Frankly, I think fine-tuning has already been thoroughly debunked and Stenger's article is probably an unnecessary extra nail in the coffin. But still it is an interesting read.

However, Stenger states "Our universe is just one of an infinite number of individual, uncreated universes collectively called the multiverse that extend for an unlimited distance in all directions and for an unlimited time in the past an future." Here, Stenger has assumed his conclusion. By tossing in the adjective "uncreated" he has assumed that every single one of the infinite number of universes, including our own was "uncreated." That is an unwarranted leap not necessitated by the theory of the multiverse.

There's no question that the multiverse theory involves a continual production of new universes - universes that come into existence on their own - and in accordance with the theory there indeed would be an infinite number of such uncreated universes if the theory is true.  But that still does not rule out the additional possibility of "created universes". And I'll suggest that if just one created universe is possible, then there is no real limit on the number of created universes.

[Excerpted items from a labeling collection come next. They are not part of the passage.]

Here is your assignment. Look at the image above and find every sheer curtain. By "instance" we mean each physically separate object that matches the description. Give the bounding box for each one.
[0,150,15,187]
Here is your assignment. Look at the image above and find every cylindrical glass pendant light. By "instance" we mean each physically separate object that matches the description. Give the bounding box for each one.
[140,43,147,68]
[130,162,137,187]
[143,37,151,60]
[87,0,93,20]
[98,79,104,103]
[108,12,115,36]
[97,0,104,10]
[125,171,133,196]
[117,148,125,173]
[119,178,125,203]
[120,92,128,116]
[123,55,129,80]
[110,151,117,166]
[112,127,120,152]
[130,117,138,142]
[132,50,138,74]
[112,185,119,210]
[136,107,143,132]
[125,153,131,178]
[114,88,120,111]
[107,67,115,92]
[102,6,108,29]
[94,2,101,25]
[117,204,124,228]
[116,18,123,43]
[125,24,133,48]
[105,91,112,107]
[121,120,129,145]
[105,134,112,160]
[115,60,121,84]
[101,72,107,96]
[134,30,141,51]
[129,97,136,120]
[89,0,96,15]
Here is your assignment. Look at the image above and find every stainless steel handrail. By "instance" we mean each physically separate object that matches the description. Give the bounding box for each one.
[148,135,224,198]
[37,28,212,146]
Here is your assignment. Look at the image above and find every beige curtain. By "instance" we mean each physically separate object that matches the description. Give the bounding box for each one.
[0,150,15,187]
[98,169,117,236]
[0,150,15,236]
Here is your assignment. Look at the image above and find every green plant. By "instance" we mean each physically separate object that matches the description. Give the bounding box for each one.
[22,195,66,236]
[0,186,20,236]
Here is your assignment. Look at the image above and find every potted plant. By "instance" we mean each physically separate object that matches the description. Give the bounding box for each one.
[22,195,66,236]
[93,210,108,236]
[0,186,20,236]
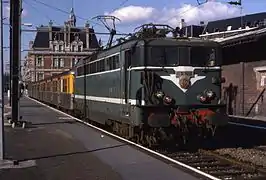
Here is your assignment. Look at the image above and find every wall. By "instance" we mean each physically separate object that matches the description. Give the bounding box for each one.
[222,37,266,116]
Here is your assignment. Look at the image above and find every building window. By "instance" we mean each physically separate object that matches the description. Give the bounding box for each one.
[52,58,58,68]
[78,46,82,52]
[37,72,44,81]
[71,45,76,52]
[59,44,63,51]
[58,58,65,67]
[36,56,44,67]
[53,45,57,51]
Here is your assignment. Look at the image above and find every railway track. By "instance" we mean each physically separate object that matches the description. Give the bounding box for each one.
[27,98,266,180]
[156,149,266,180]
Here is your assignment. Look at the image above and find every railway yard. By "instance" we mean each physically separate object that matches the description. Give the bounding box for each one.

Possibly also an infinite number.

Which class, created or uncreated, ours would fit into is as yet undetermined.

In his discussion of the multiverse, Stenger refers to the work of both Andrei Linde and to Alan Guth. I quoted Linde back in May 2004 in Meditation 227 as follows:

"When I invented chaotic inflation theory, I found that the only thing you need to get a universe like ours started is a hundred-thousandth gram of matter. That's enough to create a small chunk of vacuum that blows up into the billions and billions of galaxies we see around us. It looks like cheating, but that's how the inflation theory works - all the matter in the universe gets created from the negative effects of the gravitational field."

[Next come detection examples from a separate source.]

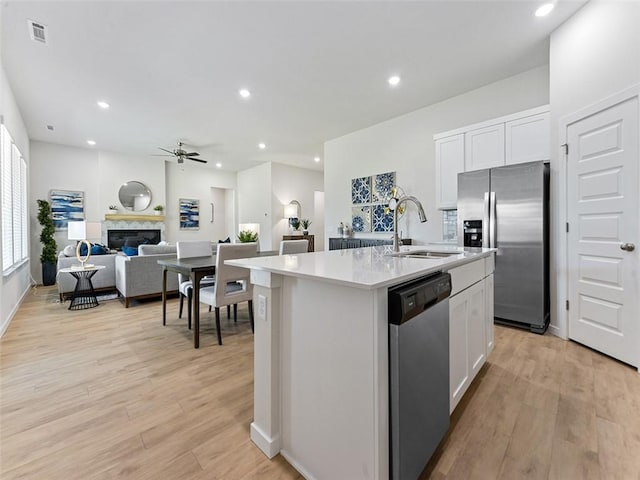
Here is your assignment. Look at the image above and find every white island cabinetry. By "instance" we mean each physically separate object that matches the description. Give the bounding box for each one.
[449,256,494,412]
[227,245,494,480]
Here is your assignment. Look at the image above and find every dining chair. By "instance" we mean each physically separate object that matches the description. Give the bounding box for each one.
[200,242,258,345]
[280,240,309,255]
[176,240,216,329]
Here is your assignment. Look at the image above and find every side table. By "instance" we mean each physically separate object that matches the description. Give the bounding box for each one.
[59,265,106,310]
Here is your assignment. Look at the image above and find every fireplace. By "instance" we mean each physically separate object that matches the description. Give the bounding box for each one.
[107,229,160,250]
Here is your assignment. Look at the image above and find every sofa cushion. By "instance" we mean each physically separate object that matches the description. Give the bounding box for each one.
[122,245,139,257]
[138,245,177,256]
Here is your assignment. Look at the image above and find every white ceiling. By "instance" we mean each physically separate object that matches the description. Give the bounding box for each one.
[1,0,585,170]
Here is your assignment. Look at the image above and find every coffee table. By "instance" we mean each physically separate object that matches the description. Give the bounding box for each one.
[59,265,106,310]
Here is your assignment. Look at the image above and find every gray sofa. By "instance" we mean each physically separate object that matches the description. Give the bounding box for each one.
[114,245,178,308]
[56,248,117,301]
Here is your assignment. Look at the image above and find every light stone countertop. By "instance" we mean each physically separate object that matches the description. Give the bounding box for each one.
[225,244,496,290]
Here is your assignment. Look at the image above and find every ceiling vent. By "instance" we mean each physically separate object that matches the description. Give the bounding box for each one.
[27,20,47,44]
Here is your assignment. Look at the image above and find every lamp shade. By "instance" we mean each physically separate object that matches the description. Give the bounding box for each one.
[67,220,87,240]
[86,222,102,240]
[284,203,298,218]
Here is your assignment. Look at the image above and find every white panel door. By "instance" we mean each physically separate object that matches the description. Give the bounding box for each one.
[567,97,640,367]
[505,112,551,165]
[435,133,464,209]
[464,123,504,172]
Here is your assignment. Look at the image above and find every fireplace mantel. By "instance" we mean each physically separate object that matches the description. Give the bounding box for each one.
[104,213,164,222]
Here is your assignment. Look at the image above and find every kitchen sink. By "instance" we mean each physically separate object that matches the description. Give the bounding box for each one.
[384,250,463,260]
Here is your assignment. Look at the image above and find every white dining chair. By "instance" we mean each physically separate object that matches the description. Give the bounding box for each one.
[280,240,309,255]
[200,242,258,345]
[176,240,216,329]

"What my theoretical argument shows - and Alan Guth and others who have looked at this matter have come to the same conclusion - is that we cannot rule out the possibility that our own universe was created in a lab by someone in another universe who just felt like doing it." (emphasis added)

One of the consequences of an infinite number of universes is that if something can happen, it will happen in one or more of those universes.

If at a certain level of technological and scientific knowledge it becomes possible to knowingly create a universe, then creation of one or more universes is bound to happen in some of the societies that achieve that level. If creation of a universe is technologically possible, then it is practically certain that created universes would exist in the multiverse. If that is the case, then it is possible possible our universe is one of the created ones. And still very possible it is not.

I don't really like the idea of a multiverse, but in general science is moving towards the idea of a multiple universe meta-universe with the multiverse model currently in the forefront. And the more universes there are in that meta-universe, the more probable it is that one or more contain intelligent life advanced enough to achieve the ability to produce new universes.

As far as deism goes, all that is required of a god is the capacity to deliberately create a universe. There is not even a necessity for supernatural powers. A scientist fills the bill. I cannot shut the door on the possibility our universe was created. And as ideas such as the multiverse gain ground, then the door to such a possibility opens wider.

I've said in the past on this site, I am an agnostic rather than an atheist because of a lingering sense of the remote possibility of deism. That has not changed in years. However, the current scientific consideration of of the likelihood of multiple universes, including the multiverse, make makes that possibility substantially less remote.

This is perhaps about as minimal as it can get to justify identifying myself as an agnostic. But, at the current state of knowledge, it is an absolutely irreducible minimum.

Like it or not, the possibility of a creator exists for our universe. But I'll say this - she has not been been poking around her creation anytime since she let us loose. So it still does not really matter whether such a deity exists or not.


How could that lingering sense of deism be eliminated?

Any one of those three will do. I don't foresee that happening for a while.